All of this is basically a system level smart contract.

Some of those functions queue node operators to make HIVE transactions that handle escrow and collateral. Meaning there is a trustless way to find operators in the network, send any two properly liquid accounts an escrow transaction, and be confident you'll receive the appropriate number of tokens. Likewise, if you're selling your tokens for HIVE/HBD the worst case scenario will appear to be a failed transaction as your tokens are returned by the network(the failing party will lose double this amount)... but the network will handle the trade and automatically generate the transactions necessary to complete the transaction and get you your HIVE/HBD. Since the parties handling these transactions are using free transactions the fee's aren't priced in GAS, can be paid for by network inflation, and only need to be high enough to prevent wash trading.

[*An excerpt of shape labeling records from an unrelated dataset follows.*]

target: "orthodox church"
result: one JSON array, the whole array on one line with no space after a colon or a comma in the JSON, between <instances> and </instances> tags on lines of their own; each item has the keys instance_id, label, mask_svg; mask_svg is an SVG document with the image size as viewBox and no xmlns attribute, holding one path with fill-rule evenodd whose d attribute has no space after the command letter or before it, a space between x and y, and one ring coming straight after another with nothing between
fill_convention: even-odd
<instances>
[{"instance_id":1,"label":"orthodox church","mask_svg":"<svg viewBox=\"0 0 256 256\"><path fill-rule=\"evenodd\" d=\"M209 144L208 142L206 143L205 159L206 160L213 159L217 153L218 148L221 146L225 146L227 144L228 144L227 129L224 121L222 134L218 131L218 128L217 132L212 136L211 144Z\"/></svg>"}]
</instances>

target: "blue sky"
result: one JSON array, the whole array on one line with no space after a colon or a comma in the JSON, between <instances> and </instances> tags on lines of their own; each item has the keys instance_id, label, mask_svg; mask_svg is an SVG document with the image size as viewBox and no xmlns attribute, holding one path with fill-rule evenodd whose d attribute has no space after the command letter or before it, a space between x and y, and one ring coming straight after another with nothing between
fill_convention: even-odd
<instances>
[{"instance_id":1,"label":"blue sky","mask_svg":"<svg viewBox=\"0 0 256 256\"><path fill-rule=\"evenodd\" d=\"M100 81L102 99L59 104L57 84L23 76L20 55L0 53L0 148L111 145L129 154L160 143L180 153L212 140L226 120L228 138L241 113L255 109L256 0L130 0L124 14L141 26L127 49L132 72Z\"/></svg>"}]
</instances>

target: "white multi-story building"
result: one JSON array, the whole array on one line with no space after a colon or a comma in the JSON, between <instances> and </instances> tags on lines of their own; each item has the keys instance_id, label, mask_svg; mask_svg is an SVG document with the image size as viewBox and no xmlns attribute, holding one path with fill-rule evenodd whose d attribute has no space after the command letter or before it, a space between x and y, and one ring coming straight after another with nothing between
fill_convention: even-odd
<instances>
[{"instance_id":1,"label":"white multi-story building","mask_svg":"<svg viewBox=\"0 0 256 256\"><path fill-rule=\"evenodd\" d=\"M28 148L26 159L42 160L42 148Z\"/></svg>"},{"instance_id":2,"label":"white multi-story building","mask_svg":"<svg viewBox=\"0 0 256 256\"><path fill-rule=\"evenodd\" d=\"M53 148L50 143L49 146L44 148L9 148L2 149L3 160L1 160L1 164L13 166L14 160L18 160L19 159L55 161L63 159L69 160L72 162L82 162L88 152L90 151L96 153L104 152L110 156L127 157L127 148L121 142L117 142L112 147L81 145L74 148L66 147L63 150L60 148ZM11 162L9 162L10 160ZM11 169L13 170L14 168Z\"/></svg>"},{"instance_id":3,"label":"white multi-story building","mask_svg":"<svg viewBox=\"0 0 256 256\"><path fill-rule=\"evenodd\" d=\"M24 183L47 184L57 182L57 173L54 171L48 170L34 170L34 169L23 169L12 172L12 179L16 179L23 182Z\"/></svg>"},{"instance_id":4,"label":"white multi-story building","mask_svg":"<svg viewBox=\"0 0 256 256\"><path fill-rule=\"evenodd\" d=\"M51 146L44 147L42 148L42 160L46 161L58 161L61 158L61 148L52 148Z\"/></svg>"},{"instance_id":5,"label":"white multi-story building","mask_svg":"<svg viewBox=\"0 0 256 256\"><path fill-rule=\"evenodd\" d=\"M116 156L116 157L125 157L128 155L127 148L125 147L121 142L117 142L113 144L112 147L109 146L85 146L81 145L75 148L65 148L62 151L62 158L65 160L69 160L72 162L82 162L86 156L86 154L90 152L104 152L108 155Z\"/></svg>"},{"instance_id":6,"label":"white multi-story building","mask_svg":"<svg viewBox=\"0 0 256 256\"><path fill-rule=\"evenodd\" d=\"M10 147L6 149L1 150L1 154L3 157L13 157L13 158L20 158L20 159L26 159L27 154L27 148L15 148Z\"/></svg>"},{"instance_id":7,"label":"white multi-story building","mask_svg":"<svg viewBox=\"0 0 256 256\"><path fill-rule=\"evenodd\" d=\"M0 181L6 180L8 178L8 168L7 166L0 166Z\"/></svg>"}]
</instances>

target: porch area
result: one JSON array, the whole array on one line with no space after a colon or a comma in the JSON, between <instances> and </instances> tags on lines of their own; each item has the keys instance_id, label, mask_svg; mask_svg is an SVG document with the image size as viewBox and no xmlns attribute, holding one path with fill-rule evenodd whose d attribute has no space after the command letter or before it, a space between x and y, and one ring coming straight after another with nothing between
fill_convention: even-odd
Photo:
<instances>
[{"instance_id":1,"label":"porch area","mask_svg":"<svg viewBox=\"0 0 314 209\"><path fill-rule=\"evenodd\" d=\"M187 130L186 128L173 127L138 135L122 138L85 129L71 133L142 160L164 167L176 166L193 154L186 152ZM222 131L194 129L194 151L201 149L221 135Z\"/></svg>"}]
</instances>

Do I understand correct? DLUX is needed for token creation, or why 2nd layer even needs own token DLUX, wouldn't that complicate the design?!

The point of this is to have the layer 2 token; In this case DLUX, but anything on HE could live here as well. Trustless swaps from Layer 1 to Layer 2 with out an intermediate token or centralized liquidity provider. This could be used to provide oracle services like 3speaks Proof of Access... or multi-sig in governance for cross chain swaps.

If I'm understanding what you're thinking... this is not a Hive-Engine replacement token to build other tokens. That would be the intermediary I've negated.